Truth be told, regardless of if you’re feeling down about your situation, or if you try to turn it into something positive, the issue is still going to be there. I mean, if I’m crying all the time and isolating myself, it’s not going to help get rid of my NF2, right? I’m still going to have it, but now I’m just upset all the time, so living would just seem so miserable and futile. And yes, if I’m positive, that doesn’t take away my medical condition either (although, I have heard of some miraculous stories….), but at least I’m not miserable. At least I can enjoy the many other things in life that truly are wonderful. Why should one bad thing take away from all the other good things?
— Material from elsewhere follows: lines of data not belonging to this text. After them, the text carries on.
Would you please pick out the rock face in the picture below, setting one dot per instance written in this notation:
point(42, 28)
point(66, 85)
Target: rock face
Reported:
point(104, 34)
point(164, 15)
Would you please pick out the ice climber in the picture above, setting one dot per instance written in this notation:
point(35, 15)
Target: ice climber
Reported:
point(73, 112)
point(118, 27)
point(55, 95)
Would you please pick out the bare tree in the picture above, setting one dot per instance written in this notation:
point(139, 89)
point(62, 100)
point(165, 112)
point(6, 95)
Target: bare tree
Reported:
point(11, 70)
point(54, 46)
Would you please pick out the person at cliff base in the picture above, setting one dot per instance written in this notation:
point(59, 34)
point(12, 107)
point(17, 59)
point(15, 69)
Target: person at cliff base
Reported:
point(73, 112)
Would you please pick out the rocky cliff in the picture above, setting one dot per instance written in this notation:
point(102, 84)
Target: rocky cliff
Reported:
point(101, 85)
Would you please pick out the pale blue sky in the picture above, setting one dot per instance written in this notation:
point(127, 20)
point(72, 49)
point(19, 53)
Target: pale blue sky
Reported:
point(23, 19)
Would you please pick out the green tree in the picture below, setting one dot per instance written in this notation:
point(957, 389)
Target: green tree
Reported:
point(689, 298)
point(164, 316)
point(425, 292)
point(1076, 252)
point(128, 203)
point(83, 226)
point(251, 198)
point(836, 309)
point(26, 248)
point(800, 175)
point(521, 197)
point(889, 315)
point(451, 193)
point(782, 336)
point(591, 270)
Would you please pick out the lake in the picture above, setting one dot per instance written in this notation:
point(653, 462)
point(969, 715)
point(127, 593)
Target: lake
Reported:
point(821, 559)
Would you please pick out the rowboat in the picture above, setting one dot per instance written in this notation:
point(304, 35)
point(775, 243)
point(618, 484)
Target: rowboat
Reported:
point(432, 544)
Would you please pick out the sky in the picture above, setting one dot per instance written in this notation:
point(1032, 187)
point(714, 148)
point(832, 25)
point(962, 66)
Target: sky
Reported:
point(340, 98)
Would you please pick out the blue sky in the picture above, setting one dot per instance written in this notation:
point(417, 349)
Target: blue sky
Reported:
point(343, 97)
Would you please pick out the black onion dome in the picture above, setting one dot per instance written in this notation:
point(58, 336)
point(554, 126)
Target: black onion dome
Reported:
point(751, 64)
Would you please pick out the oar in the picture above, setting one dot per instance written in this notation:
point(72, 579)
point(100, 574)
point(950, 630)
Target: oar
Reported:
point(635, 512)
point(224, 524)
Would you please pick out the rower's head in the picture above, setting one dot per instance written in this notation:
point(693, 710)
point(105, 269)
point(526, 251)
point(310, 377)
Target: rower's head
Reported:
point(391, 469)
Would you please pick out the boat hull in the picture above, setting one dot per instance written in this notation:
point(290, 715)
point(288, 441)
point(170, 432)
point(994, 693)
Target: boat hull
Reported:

When life gives you lemons, make lemonade! And honestly make it the best kind of lemonade ever. Not the kind children sell on sidewalks for 25 cents. Make a pitcher of kickass lemonade that Gordon Ramsey would be dying to know the recipe of. And if I’ve learned anything, it’s that if things don’t go according to plan, don’t worry so much! Try another route, another recipe, and most of all, don’t let it get you down. You are so much more than the problems in your life. You is kind, you is smart, you is important (do I have to cite this properly….? It’s from The Help =)).
This entry is super long I know, I’m sorry! I hope it didn’t scare any of you away (which I’m sure it did eheh). But for those of you still sticking around, and to even those who just glanced at my page, thank you a million times over! I’ll try to keep the next entries shorter and funnier, but I make no promises (muahahaha).